The interleukin-13 receptor is a type I cytokine receptor, binding Interleukin-13. It consists of two subunits, encoded by IL13RA1 and IL4R, respectively. These two genes encode the proteins IL-13Rα1 and IL-4Rα. These form a dimer with IL-13 binding to the IL-13Rα1 chain and IL-4Rα stabilises this interaction. This IL-13 receptor can also instigate IL-4 signalling. In both cases this occurs via activation of the Janus kinase /Signal Transducer and Activator of Transcription pathway, resulting in phosphorylation of STAT6. Phosphorylated STAT6 dimerises and acts as a transcription factor activating many genes, such as eotaxin. There is also another receptor that can bind IL-13: IL-13Rα2 encoded by the IL13RA2 gene. This binds IL-13 with very high affinity but does not allow IL-4 binding. It acts as a negative regulator of both IL-13 and IL-4, however the mechanism of this is still undetermined.
Function
Interleukin 13 is an effector cytokine partially sharing the signaling pathways with IL-4 due to the utilization of a common receptor system. A “private” receptor system, binding specifically IL13 with high affinity, seems to use different signalling pathways and is increasingly studied for its interest as novel potential prognostic factor, biomarker or therapeutic target in different types of cancer.

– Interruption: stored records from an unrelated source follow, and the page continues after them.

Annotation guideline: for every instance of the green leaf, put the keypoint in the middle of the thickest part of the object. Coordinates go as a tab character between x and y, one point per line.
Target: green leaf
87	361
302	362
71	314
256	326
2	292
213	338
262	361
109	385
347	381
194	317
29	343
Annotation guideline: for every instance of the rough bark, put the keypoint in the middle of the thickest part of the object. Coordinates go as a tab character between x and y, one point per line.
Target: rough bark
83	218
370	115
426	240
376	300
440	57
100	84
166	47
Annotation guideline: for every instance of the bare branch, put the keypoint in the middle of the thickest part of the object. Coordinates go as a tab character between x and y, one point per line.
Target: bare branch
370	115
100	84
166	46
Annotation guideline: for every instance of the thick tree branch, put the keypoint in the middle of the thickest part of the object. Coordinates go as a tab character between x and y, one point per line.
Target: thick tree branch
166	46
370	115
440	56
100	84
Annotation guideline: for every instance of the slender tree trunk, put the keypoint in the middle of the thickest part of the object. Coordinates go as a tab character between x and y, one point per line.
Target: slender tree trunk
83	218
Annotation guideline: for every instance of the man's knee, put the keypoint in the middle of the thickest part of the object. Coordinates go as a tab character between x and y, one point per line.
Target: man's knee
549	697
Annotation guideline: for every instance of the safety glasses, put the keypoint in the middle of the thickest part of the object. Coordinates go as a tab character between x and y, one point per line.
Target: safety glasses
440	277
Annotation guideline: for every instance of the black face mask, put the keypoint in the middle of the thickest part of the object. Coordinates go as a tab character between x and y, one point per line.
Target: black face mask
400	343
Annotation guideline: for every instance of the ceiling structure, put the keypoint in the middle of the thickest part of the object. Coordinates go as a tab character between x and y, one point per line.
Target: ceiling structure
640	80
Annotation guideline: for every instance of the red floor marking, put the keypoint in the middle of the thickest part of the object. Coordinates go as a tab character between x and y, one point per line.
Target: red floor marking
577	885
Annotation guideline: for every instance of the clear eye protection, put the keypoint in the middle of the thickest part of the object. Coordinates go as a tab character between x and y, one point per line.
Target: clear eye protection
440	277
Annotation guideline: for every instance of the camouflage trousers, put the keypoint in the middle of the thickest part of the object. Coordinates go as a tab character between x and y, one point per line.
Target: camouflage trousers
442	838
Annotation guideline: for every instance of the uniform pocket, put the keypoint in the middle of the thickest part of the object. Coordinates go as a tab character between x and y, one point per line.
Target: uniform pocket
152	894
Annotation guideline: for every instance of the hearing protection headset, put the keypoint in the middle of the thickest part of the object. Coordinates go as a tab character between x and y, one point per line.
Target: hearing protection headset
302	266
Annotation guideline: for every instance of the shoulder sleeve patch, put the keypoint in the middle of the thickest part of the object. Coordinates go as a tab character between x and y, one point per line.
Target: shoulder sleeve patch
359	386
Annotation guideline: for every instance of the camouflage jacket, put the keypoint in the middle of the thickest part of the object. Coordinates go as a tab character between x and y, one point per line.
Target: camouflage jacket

The “shared” IL-4 / IL-13 receptor
IL-13 uses IL-4 receptortype II, a complex formed by an IL-4Rα chain and an IL-13Rα1 chain. Initially the ligand, IL-4 or IL-13, bind to IL-4Rα chain and IL-13Rα1 respectively; thereafter, a secondary chain will also bind, forming the complete IL-4RII. The complex IL-4/IL-4Rα however, can also bind a different secondary chain, the IL-2Rγc, forming the IL-4 receptor type I. In non-hematopoietic cells, IL-2Rγc is poorly expressed, on the other hand IL-13Rα1 is poorly expressed in lymphocytes but abundantly in all non-hematopoietic cells; myeloid cells express both of them to a certain degree. This different distribution of secondary chains accounts for the difference distribution of completed receptors, being IL-4RI prevalently expressed in lymphocyte, and IL-4RII prevalently in non-hematopoietic cells. Consequently, only IL-4, through IL-4R1, is able to modulate the function of lymphocytes inducing Th2 polarisation and B cells IgG1/IgE class switching, while IL-13 is mainly acting on myeloid cells and non-hematopoietic cells, having strong effects on mucus production, smooth muscle contraction, epithelium permeabilisation. After the complete assemblage, the conformational changes in IL-4RI or IL-4RII tails leads to the intracellular signaling, starting with the auto and cross-phosphorylation of associated Jak kinases, and followed by phosphorylation of intracellular domains of IL-4Rα in critical Y residues which are therefore activated to form the docking sites for downstream signalling molecules endowed with SH domains. While the docking sites in IL-4R1 are able to efficiently activate both STAT6 and IRS2 signalling molecules, IL-4RII only activates effectively STAT6. Activated STAT6 molecules form dimers which translocate to the nucleus to bind responsive elements The binding affinity of IL-4 for IL-4Rα is much higher than IL-13 for the IL-13Rα1, hence IL-4 would out-compete IL-13 for receptor availability within IL4R2 at parity of concentration.
The “private” IL-13 receptor
Besides IL-13Rα1 chain. It presents an extraordinary affinity to IL-13, but does not form complexes with any secondary chain. Because of the apparent lack of signaling domain and the short tail, it has been initially thought not to have any signaling activity, and regarded as “decoy” receptor, that is its function would just consist in competing for IL-13 binding and neutralizing his effect. Indeed, it has been shown that IL-13Rα2 blocks IL-13 driven STAT6 signalling by binding IL-13 with high affinity, however a partial block is also extending to IL-4 driven STAT6 signalling, presumably due to the cytoplasmic domain interfering with the assembling of IL-4/IL-4Rα with a secondary chain. However, increasing evidences are accumulating that IL-13Rα2 is more than a “decoy”. IL-13 signalling through IL-13Rα2 and AP1-driven TGF-β production has been initially reported in monocytes and then confirmed in mouse models. According these studies, IL-13, through the over-expression of IL-13Rα2 would be able to activate AP-1 signalling and production of TGF-β, driving pro-fibrotic effects. Some recent works is evidencing how a wide range of signals can be actually activated by this receptor in normal or pathologic environments. How IL-13Rα2 might overcome the limitation of a 17 aminoacids short tail lacking any signalling motif, it is not clear yet but it has been shown that, at least in some cases, the association with other receptors or signalling adaptors can do the trick.